Burada sorulması gereken şudur; İnsanların bütünün ilgilendiren teknolojik gelişimlerin yaşandığı ve dünya ölçeğinde pazarlama tekniklerinin; iletişim ve ulaşım imkânlarının geliştiği dönemimizde meşru/helâl yollarla Karûn gibi, dönemizin 26 dünya zenginin her biri gibi yüz milyonlarca insanın servetine denk zenginliğe sahib olunabilir mi?
-En doğrusun Allah bilir- kaydını koyarak kişilerin böylesi zenginliklere sahip olabileceğini söyleyebiliriz. Mühim olan insanlar yararına adaletli ve merhametli bir düzen oluşturulabilmesidir. Bunun için insan doğasıyla örtüşen İslâmî yasalara ihtiyaç vardır.
İslâmî Yasalara İhtiyaç Var
Allah bütün varlıkların Hâlik’ı ve Mâlik’i görülerek O’nun koyduğu ölçüler içinde örneğin faiz ve emeği sömürü gibi haram yolardan sakınılarak kazanılır, israf ve lüks harcamalardan kaçınılarak harcanır, halk yararı amaçlanarak yeni yatırımlara gidilir, zekât ve diğer infak yolları işletilerek bölüşülürse zenginlik meşrudur ve sınırsızdır. Çünkü böylesi zenginliklerden insanlık zarar değil fayda görür. Toplumlarda da mal kaynaklı şerlerden korunmuş olur.

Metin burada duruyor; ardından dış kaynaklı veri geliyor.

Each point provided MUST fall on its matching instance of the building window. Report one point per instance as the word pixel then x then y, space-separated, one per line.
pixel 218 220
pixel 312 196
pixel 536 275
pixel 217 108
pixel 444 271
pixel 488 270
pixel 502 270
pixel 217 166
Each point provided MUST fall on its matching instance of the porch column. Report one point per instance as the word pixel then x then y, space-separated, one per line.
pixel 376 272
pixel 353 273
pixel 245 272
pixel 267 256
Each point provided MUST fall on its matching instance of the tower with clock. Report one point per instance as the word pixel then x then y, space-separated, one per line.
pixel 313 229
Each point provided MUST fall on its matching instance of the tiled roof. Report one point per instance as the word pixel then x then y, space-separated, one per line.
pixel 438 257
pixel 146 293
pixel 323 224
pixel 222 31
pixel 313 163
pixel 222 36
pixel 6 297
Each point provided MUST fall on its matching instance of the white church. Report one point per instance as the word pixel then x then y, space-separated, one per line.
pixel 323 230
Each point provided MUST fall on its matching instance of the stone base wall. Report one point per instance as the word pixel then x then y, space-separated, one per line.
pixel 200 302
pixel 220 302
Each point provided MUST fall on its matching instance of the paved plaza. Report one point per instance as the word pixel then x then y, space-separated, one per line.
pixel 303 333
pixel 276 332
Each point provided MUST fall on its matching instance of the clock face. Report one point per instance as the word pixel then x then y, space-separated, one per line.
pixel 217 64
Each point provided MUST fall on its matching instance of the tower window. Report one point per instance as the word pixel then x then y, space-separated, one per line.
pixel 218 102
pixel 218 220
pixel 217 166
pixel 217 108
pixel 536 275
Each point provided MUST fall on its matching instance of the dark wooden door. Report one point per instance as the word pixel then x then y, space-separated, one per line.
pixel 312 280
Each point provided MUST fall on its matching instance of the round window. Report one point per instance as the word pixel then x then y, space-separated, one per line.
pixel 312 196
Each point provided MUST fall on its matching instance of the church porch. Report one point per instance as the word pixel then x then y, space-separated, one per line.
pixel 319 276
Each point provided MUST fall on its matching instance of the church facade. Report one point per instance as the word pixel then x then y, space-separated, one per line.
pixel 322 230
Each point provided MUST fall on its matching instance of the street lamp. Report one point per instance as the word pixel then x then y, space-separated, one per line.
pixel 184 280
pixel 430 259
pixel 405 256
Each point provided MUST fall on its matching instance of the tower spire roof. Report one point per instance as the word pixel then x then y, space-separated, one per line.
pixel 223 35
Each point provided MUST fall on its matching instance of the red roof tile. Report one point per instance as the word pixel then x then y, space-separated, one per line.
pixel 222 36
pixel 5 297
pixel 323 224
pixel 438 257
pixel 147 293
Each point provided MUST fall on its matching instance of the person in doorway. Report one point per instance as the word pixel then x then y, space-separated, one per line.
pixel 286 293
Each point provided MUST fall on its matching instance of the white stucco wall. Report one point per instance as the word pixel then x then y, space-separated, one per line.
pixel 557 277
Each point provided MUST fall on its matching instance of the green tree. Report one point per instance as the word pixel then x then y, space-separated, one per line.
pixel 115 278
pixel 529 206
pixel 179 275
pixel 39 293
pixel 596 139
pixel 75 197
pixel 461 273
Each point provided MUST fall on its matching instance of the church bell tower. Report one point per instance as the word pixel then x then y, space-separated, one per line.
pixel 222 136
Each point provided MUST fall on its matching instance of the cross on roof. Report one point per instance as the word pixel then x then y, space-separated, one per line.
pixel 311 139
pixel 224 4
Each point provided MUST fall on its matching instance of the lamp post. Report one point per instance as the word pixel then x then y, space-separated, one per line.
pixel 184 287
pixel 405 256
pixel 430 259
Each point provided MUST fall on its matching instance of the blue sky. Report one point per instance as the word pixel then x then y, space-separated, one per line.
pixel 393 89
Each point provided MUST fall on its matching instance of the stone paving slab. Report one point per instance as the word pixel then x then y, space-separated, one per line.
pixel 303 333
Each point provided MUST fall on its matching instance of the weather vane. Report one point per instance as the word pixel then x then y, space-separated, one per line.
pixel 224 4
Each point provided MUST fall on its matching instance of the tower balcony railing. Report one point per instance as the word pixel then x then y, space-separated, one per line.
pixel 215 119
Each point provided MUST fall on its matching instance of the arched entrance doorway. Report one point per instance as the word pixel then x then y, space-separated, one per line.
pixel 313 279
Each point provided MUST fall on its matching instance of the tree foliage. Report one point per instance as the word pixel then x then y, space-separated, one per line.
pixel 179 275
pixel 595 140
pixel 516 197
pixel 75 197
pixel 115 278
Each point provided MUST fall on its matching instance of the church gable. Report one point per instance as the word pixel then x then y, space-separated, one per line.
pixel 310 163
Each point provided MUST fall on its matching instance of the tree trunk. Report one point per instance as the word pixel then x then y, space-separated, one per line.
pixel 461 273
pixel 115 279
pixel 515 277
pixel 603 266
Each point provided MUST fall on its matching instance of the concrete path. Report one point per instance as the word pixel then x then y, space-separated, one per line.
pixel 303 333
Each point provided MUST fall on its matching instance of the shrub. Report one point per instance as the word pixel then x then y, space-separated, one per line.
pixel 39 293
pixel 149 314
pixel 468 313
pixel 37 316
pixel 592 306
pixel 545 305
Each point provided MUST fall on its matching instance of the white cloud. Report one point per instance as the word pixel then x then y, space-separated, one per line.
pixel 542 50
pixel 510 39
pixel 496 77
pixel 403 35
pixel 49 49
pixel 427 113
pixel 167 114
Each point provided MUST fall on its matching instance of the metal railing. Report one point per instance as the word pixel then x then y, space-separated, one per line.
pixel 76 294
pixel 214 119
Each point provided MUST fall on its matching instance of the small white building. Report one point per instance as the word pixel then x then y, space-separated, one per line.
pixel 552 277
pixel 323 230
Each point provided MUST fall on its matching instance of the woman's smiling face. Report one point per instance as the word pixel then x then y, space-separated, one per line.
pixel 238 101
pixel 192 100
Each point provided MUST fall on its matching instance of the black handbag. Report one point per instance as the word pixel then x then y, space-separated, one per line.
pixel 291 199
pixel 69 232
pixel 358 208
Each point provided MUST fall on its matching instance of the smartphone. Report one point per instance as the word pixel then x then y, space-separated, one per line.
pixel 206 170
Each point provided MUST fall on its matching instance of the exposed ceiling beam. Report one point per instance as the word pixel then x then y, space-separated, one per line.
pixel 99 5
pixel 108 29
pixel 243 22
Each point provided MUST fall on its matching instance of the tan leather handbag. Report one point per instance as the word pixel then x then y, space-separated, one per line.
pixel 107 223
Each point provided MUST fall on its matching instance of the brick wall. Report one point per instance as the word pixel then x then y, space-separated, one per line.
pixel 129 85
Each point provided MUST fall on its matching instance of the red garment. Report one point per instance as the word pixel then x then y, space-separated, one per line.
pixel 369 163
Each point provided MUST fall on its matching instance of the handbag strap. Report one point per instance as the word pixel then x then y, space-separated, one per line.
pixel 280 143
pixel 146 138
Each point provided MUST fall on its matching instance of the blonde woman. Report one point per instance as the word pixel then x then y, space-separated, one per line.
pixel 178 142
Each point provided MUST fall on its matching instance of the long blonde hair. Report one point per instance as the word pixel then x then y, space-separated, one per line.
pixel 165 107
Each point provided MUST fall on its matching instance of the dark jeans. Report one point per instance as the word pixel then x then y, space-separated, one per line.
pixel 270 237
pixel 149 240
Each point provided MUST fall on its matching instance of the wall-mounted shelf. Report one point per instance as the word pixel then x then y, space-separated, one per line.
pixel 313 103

Peki böylesi büyük zenginliklere açık erdemli bir sistem kurulabilir mi? Allah İslâm Dîni’ni zenginliği sınırlandırmaksızın yalnızca kazanma ve harcama yollarını sınırlayarak ve bölüşüm yasalarını belirleyerek gönderdiğine göre elbette kurulabilir. Ne var ki insanların çoğu gereğince düşünmüyorlar, inanmıyorlar ve de şükretmiyorlar. Bu sebeple lnsanlığın muhtaç olduğu ve özlemini çektiği adalet ve merhamet devrimini gerçekleştiremiyorlar.
Sözü Rabbimize bırakalım:
“ İnsanların elleriyle yaptıkları yüzünden karada ve denizde bozulma meydana geldi. Neticede (Allah), yaptıklarının (kötü sonuçlarından) bir kısmını kendilerine tattıracaktır; umulur ki (yol yakınken) dönerler. ” (Rûm 30/41)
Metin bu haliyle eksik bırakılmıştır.